= Sea turtles in West African traditional medicine =

Traditional medicine refers to the ethnomedical knowledge of societies based on local theory and belief. In West Africa, sea turtles are killed for use in traditional medicine.

West Africa

Many parts of a turtle's body are believed to have healing properties. For example, fat from leatherback turtles is used to treat numerous maladies, such as malaria, seizures and fever. A turtle's blood may be used to treat anemic patients, and their bones to heal those suffering from rickets. The skeletons of sea turtles are believed to aid in the growth of children in villages along the coast of Togo; thus the pulverized bones of sea turtles are sometimes added to a child's bath water. In Cape Verde, sea turtles are used for similar purposes. Islanders protect themselves from evil spirits by boiling a turtle's shell, then bathing in the water. The liver and gallbladder are preserved and used to treat numerous ailments, including anemia and hepatitis. Among Cape Verdean villagers, it is also believed that drinking a sea turtle's blood increases one's lifespan.

== Use of turtle body parts ==
When a turtle is killed, the animal's entire body is used for various belief use practices. Each section of the animal is utilized for a particular purpose and treats specific areas of one's body. Uses also vary between communities.

Skull and skeleton: treats aches and pains, increases strength, growth (Cape Verde)

Meat and eggs: treats malaria, indigestion (Cape Verde, Benin)

Genitalia: increased sexual performance, strength (Cape Verde)

Carapace and plastron: salvation from evil and witchcraft (Cape Verde)

Fat and oil: treats fainting, liver problems, arthritis, and pain relief (Cape Verde, Togo, Benin). Turtle oil is also used to induce vomiting (Togo, Benin).

Liver and gallbladder: treats anemia and hepatitis (Cape Verde)

Blood: increases lifespan, treats anemia and asthma (Cape Verde), rheumatism (Ghana)

== Harvest of turtles ==
The legal framework for sea turtle protection in West African governments is either underdeveloped or absent entirely, although many nations are beginning to address this. Thus, the harvesting of sea turtles is relatively rampant and unchecked, as laws considering turtle consumption are either absent or poorly enforced. Most fishing in West Africa is done from small watercraft rather than commercial vessels, making it increasingly difficult to enforce sea turtle conservation laws. However, all West African coastal nations are relatively recent signatories of international initiatives, such as the Convention on International Trade in Endangered Species of Wild Fauna and Flora (CITES) and the Convention on Biological Diversity (CBD), both of which seek to conserve sea turtle populations. Also, local initiatives are increasing in strength and number. One of the most prevalent of these is TAOLA, a sea turtle conservation network founded in Cape Verde in 2009.

As egg-laying females must deposit their eggs on the beach and bury them in the sand, poachers often allow turtles to lay their eggs on the beach, then kill the turtles and harvest their eggs. These animals and their eggs are then sold on black markets in coastal West African communities for subsistence and use in traditional customs.

== Effect on turtle populations ==
Along with bycatch from commercial fishing, small-scale harvesting for use in traditional medicine has decimated West African turtle populations. As the West African coast is home to some of the largest sea turtle populations in the world, it is one of the most ecologically important sites for sea turtle development.

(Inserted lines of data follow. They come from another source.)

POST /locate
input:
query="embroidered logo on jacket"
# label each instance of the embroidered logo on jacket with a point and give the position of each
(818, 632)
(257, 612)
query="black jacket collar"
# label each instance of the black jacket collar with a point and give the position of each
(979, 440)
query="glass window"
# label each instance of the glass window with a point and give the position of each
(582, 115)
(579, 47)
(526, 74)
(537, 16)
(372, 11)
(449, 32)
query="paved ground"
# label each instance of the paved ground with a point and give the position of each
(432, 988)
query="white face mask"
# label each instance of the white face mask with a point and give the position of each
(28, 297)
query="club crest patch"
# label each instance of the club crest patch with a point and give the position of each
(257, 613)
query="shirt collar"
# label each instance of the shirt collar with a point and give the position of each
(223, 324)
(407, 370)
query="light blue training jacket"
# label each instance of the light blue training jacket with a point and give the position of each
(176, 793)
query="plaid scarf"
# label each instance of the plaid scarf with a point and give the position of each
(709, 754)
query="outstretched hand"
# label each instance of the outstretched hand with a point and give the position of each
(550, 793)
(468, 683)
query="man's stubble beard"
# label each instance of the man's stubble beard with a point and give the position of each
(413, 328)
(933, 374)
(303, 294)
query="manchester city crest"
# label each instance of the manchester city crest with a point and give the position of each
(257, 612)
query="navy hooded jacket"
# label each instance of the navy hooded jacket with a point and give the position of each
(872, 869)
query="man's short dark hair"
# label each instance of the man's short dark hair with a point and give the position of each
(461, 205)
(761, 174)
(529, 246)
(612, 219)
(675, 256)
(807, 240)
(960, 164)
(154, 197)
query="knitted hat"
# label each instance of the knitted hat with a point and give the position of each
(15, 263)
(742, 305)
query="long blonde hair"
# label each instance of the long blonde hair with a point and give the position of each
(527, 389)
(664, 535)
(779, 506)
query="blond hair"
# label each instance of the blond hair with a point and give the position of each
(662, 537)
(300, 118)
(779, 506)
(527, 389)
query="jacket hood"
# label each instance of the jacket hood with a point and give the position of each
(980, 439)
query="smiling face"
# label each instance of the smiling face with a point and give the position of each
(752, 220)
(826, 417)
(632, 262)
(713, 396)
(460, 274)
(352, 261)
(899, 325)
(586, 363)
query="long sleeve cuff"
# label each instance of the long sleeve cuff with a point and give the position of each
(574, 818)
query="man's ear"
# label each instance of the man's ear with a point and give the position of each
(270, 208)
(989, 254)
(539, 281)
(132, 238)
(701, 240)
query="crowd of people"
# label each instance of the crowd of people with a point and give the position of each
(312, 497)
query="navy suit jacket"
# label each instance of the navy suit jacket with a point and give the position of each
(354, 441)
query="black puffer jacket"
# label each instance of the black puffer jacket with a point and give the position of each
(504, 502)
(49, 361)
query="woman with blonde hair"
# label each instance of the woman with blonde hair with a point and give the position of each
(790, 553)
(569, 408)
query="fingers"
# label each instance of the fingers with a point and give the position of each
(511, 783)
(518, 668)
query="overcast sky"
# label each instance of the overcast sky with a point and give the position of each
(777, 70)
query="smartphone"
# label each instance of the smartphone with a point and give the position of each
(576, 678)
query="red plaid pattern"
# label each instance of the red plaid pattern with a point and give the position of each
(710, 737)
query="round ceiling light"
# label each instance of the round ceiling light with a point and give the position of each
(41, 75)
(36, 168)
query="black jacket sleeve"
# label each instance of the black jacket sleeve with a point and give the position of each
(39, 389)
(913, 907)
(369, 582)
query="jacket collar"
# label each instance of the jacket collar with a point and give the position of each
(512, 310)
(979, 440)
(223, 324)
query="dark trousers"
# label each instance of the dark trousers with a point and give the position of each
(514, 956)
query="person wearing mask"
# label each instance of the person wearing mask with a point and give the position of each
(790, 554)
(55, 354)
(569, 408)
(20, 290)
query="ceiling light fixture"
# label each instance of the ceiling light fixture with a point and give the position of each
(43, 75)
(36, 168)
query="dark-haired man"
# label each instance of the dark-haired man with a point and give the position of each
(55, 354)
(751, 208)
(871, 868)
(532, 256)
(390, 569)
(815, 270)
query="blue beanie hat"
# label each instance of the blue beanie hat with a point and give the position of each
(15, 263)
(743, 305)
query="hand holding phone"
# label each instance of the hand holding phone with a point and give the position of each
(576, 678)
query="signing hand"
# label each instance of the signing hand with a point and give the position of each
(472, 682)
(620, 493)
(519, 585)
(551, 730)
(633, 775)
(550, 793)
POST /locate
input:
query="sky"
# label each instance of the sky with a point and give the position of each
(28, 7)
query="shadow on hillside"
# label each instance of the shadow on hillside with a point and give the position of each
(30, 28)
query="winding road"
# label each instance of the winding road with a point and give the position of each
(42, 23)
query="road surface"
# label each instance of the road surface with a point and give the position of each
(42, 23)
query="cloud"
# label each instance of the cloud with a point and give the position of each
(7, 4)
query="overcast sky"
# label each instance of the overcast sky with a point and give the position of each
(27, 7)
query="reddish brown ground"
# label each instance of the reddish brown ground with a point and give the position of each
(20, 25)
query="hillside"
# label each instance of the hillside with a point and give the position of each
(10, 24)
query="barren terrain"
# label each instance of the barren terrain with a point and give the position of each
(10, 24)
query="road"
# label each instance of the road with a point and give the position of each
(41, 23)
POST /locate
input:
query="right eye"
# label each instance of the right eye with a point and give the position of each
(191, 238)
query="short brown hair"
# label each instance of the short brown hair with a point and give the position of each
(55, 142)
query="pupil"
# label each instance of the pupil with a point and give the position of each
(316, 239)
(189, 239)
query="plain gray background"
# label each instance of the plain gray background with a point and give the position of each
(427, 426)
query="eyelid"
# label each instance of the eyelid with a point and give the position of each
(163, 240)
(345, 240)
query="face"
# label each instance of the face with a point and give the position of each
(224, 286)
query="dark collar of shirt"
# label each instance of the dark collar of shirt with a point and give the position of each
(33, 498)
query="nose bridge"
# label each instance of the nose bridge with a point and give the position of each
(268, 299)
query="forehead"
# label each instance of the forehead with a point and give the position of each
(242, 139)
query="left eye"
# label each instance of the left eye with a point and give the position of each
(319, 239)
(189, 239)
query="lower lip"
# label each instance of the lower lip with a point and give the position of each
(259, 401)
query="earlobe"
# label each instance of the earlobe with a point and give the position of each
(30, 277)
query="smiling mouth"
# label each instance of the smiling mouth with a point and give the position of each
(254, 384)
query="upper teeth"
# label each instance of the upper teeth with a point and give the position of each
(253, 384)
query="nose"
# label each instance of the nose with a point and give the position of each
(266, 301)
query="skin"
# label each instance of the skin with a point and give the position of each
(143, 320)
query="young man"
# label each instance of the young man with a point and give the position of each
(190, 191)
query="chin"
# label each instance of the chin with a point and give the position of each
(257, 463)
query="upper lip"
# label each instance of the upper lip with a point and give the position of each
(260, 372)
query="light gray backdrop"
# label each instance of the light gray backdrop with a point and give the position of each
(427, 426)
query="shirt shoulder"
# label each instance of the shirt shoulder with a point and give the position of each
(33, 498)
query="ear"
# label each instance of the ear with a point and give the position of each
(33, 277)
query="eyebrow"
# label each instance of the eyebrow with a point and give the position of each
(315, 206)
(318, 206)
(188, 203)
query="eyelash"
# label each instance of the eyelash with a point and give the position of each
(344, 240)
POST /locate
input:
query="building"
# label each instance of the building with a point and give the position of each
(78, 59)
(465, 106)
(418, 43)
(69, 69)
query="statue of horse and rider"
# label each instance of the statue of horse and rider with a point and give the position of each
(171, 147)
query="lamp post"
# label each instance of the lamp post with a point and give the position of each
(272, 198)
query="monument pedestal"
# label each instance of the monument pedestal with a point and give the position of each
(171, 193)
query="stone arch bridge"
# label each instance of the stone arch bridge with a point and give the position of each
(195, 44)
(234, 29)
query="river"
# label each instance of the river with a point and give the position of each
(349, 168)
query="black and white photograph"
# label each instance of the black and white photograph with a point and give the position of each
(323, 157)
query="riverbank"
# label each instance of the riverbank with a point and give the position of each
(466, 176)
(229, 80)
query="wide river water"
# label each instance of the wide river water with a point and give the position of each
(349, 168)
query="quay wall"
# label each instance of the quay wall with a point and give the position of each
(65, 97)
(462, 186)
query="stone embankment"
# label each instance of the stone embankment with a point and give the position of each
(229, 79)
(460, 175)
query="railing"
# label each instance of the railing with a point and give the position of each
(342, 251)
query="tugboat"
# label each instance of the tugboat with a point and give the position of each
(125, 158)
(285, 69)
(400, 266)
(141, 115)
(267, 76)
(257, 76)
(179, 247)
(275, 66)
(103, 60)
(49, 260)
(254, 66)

On Boa Vista Island in Cape Verde, poachers have harvested up to ninety percent of loggerhead turtle eggs in certain areas; this has taken a toll on the reproductive success of the species.

== Remediation ==
A main proponent of sea turtle protection is the World Wildlife Fund (WWF), which works in conjunction with local governance to establish marine protected areas (MPAs). These are monitored to minimize the incursion of poachers and local harvesters for illegal killing and use of sea turtle eggs, meat, and other body parts. The WWF also trains local conservationists to patrol turtle nesting sites.

In order to make the most out of conservation efforts, it is important to consider the livelihoods of those affected by these efforts, rather than solely banning unsustainable use of turtle carcasses. Providing sustainable alternative means of sustenance is paramount in minimizing turtle poaching activity.

In Ada Foah, a Ghanaian coastal fishing town and key sea turtle nesting site, the use of social taboos has helped to protect sea turtle species, such that they are far less likely to be eaten or killed for other purposes. These are self-enforcing among communities which adhere to them, as many believe killing a sea turtle will result in hardship, pain, or even death for the offender. However, these taboos are localized to certain areas, such that citizens of neighboring communities and cities may not believe in them. In areas that do not believe in such taboos, the Ghana Wildlife Division (GWD) has increased turtle protection law enforcement in an effort to decrease sea turtle kill rates.